Supervisor Jackie Fielder has already signaled support for the push, saying her office will back community efforts to remove Chávez’s name from District 9 institutions. That matters because District 9 includes the Mission District and the street itself, placing the political fight squarely in the neighborhoods most likely to feel the effects in maps, business addresses and the language residents use to talk about where they live.
Longtime Latino leaders and organizers are weighing a question that cuts both ways. For many San Franciscans, the 1995 decision to replace Army Street with Cesar Chavez Street was a long-delayed acknowledgment of farmworker organizing and Latino political pride. For others now reassessing Chávez’s legacy, the abuse allegations have made the old honor harder to defend. Mission organizer Olga Miranda said many people are still processing the news, a sign of how deeply the issue has landed in the city’s Latino communities.

Any change would likely be slow, expensive and bureaucratic. San Francisco supervisors voted unanimously in 1995 to rename Army Street after Chávez, and the unveiling brought 100 new street signs to the corridor on Chávez’s birthday, two years after his death. At the time, Caltrans estimated freeway-sign changes alone would cost $900,000.
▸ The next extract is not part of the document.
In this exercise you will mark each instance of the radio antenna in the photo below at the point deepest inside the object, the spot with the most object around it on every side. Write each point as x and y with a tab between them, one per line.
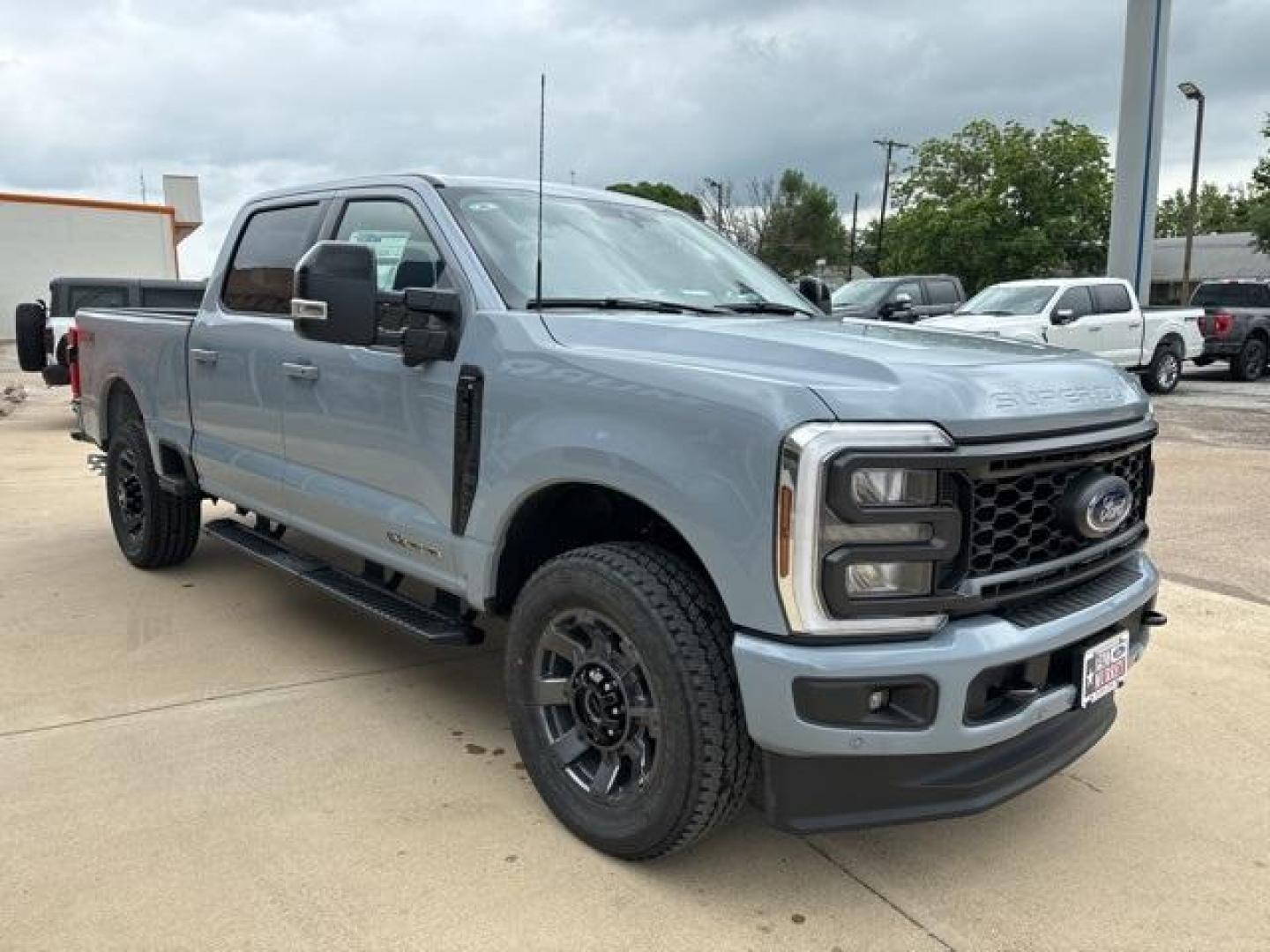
542	123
San Francisco Public Works says street renamings can be initiated by either members of the public or the Board of Supervisors, and approved changes are added to the city’s Official Map. In many cases, street signs must carry both the old and new names for five years after approval, a detail that suggests any reversal would ripple through the city’s bureaucracy long after the political argument is settled.
The city has already shown that this debate can move beyond one street. San Francisco’s César Chávez Day Parade and Festival was renamed the Dolores Huerta Parade and Festival in 2026, underscoring how the reassessment of Chávez is spreading through Bay Area institutions with real consequences for neighborhood identity.